Scor will buy Generali U.S. Holdings Inc. for cash, and also pay an “earnings adjustment,” the Paris-based company said in a statement today. The company, which may issue debt to finance the acquisition, will book a gain of at least 100 million euros ($131 million) when the deal closes, it said in a presentation.
Scor is leapfrogging Zurich-based Swiss Re (SREN) and Chesterfield, Missouri-based Reinsurance Group of America Inc. (RGA) to become the largest life reinsurer in the U.S. The company will have a market share of more than 25 percent, based on Munich Re’s preliminary 2012 survey for the Society of Actuaries, Scor said. The French company in 2011 expanded in the U.S. by buying mortality-risk businesses from Aegon NV’s Transamerica Re unit.
“The seller’s decision created an opportunity,” Scor Chief Executive Officer Denis Kessler said on a call with journalists today. By buying Generali (G)’s business, Scor will have an “extremely satisfying position” in the U.S. life reinsurance market and is not seeking more purchases, he said.
Scor climbed 3 percent to 22.94 euros by 2:39 p.m. in Paris trading, giving it a market capitalization of 4.4 billion euros. Generali rose 1.4 percent to 14.54 euros in Milan, valuing the company at about 22.6 billion euros.
Generali, led by CEO Mario Greco, is seeking to boost profit and increase capital by disposing of certain assets, cutting costs and focusing on faster-growing emerging markets. The Trieste, Italy-based company, which set a goal of 4 billion euros in revenue from asset sales by 2015, is also selling Swiss asset-management unit BSI Group.
“We continue to make steady progress in our strategy of disposing of non-core assets and strengthening the group’s capital position,” Greco, 53, said in a separate statement.

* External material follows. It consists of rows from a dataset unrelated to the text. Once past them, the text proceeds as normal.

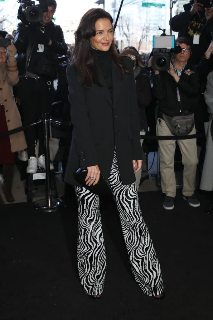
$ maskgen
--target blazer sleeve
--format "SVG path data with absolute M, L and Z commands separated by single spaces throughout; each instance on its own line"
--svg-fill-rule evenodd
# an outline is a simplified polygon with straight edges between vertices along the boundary
M 175 83 L 175 84 L 188 97 L 197 95 L 199 93 L 200 86 L 198 71 L 195 70 L 194 73 L 184 78 L 181 76 L 179 81 L 177 83 Z
M 98 164 L 94 142 L 92 134 L 88 110 L 84 90 L 73 66 L 67 69 L 69 84 L 69 100 L 73 125 L 72 137 L 79 156 L 81 167 Z
M 129 88 L 131 93 L 130 129 L 132 136 L 131 139 L 132 158 L 133 160 L 140 160 L 142 158 L 142 152 L 141 144 L 139 111 L 133 68 L 129 58 L 126 58 L 124 61 L 131 74 L 129 75 Z
M 66 54 L 67 51 L 67 46 L 65 42 L 62 29 L 57 26 L 58 29 L 56 39 L 52 41 L 49 48 L 52 51 L 58 54 Z

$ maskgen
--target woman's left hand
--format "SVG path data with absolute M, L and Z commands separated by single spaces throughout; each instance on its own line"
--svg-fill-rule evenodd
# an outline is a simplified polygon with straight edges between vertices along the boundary
M 142 160 L 133 160 L 133 165 L 134 172 L 135 173 L 139 171 L 141 169 L 142 164 Z
M 10 57 L 15 57 L 17 52 L 16 48 L 13 44 L 12 41 L 11 42 L 11 44 L 8 46 L 8 53 Z

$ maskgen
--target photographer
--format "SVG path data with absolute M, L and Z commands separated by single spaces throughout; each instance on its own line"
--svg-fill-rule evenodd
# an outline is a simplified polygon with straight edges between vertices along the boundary
M 172 31 L 179 33 L 178 37 L 186 37 L 193 44 L 190 60 L 194 64 L 198 64 L 208 48 L 213 31 L 213 8 L 205 7 L 206 5 L 202 0 L 191 0 L 184 5 L 185 12 L 169 21 Z
M 189 126 L 191 130 L 184 132 L 184 135 L 195 133 L 193 113 L 197 104 L 200 88 L 198 71 L 188 61 L 191 52 L 188 39 L 183 37 L 178 38 L 176 43 L 182 50 L 179 53 L 174 54 L 174 59 L 170 64 L 169 70 L 160 72 L 155 70 L 153 92 L 158 100 L 156 128 L 158 136 L 173 135 L 171 128 L 169 128 L 169 120 L 175 116 L 186 116 L 186 120 L 191 117 L 191 125 Z M 150 64 L 152 60 L 152 57 Z M 163 206 L 167 210 L 174 208 L 173 199 L 176 193 L 174 169 L 176 141 L 174 139 L 158 141 L 161 187 L 165 195 Z M 200 202 L 194 193 L 198 163 L 196 139 L 178 140 L 177 142 L 184 165 L 183 198 L 192 206 L 199 206 Z
M 53 81 L 57 77 L 58 55 L 65 54 L 67 50 L 61 28 L 52 21 L 56 2 L 55 0 L 47 0 L 46 4 L 42 7 L 42 20 L 38 23 L 28 22 L 23 6 L 18 11 L 18 17 L 22 22 L 18 25 L 14 44 L 19 54 L 19 82 L 17 95 L 22 106 L 25 124 L 35 122 L 41 118 L 42 113 L 50 112 L 54 94 Z M 41 126 L 39 127 L 38 159 L 35 155 L 34 129 L 31 129 L 26 135 L 28 173 L 36 172 L 37 164 L 45 169 L 43 132 Z M 50 169 L 53 169 L 51 164 Z

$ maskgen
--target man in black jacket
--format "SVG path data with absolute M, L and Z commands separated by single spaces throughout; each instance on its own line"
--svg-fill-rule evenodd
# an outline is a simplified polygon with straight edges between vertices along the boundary
M 173 63 L 170 64 L 169 70 L 160 72 L 155 71 L 153 91 L 159 109 L 156 128 L 158 136 L 173 135 L 164 120 L 163 114 L 171 117 L 191 114 L 197 104 L 199 76 L 196 68 L 188 61 L 191 54 L 188 40 L 178 38 L 176 44 L 180 46 L 182 50 L 180 53 L 174 54 L 174 59 Z M 194 127 L 189 134 L 195 133 Z M 198 163 L 196 139 L 177 141 L 184 166 L 183 198 L 192 206 L 198 206 L 200 202 L 194 193 Z M 173 199 L 176 193 L 174 169 L 175 141 L 175 139 L 158 140 L 161 187 L 165 195 L 163 206 L 169 210 L 174 208 Z
M 179 33 L 179 37 L 186 37 L 191 44 L 193 44 L 190 60 L 197 65 L 211 41 L 213 8 L 204 8 L 203 4 L 196 0 L 191 0 L 184 8 L 185 12 L 172 17 L 169 24 L 173 31 Z
M 42 114 L 49 112 L 54 94 L 53 81 L 57 77 L 58 55 L 66 54 L 67 46 L 60 26 L 52 21 L 56 11 L 55 0 L 47 0 L 42 21 L 29 23 L 20 7 L 19 23 L 14 44 L 18 54 L 19 82 L 18 97 L 23 108 L 25 124 L 40 119 Z M 35 130 L 26 134 L 29 158 L 27 172 L 36 172 L 37 165 L 45 169 L 42 128 L 39 128 L 38 159 L 35 155 Z M 51 164 L 50 169 L 54 167 Z

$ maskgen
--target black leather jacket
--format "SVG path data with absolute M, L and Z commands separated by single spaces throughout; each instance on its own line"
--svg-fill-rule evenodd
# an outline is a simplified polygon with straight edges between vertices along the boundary
M 56 59 L 58 55 L 66 53 L 67 46 L 65 43 L 63 31 L 60 26 L 55 25 L 51 21 L 44 26 L 45 34 L 52 41 L 51 45 L 44 46 L 43 53 L 39 55 L 40 65 L 43 61 L 45 66 L 54 69 L 50 77 L 56 78 L 57 76 L 57 69 L 58 63 Z M 32 65 L 33 58 L 37 54 L 38 44 L 35 41 L 30 28 L 23 26 L 22 22 L 18 24 L 16 35 L 14 43 L 18 53 L 17 63 L 19 76 L 25 76 L 27 69 L 33 73 L 40 75 L 37 72 L 36 66 Z M 54 74 L 54 75 L 53 75 Z M 45 75 L 42 75 L 42 77 Z

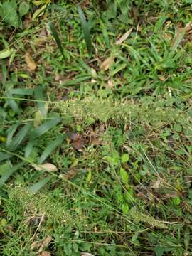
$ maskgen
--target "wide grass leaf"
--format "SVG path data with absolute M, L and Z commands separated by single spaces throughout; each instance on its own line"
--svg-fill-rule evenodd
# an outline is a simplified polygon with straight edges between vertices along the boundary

The Italian insurer said it expects proceeds from the sale of $920 million, including the $750 million purchase price, $30 million of estimated profit and $140 million of released collateral, it said. The company will book a $150 million capital gain, boosting its Solvency I ratio by about one percentage point.
The acquisition is “very positive” for Scor, Michael Huttner, a London-based analyst JPMorgan Chase & Co. with a neutral rating on the stock, said in a note to investors.
Citigroup Inc. and Mediobanca SpA advised Generali on the transaction, while BNP Paribas SA and Deutsche Bank AG advised Scor, according to statements from both companies.
The French reinsurer, led byKessler, 61, is targeting total 2013 premiums of more than 10 billion euros, compared with 9.51 billion euros last year, it said last month. Generali’s U.S. life-reinsurance business represented premiums of $925 million last year. Scor expects to complete the deal in the second half, according to its presentation today.
Generali’s U.S. life-reinsurance business, which has about 120 employees, is run as an autonomous business from its European parent, helping smooth the planned combination with Scor’s existing U.S. franchise, the French company said. Generali said that it will continue to operate in the U.S. property-and-casualty market through its New York branch.
Reinsurers help insurers shoulder risk, earning premiums that they can invest to make a profit. Generali’s U.S. life-reinsurance business last year had about $64 billion in U.S. recurring new business, ranking No. 4, Scor said, according to Munich Re’s preliminary data. Scor was No. 3 in 2012, with $77 billion in new business, it said.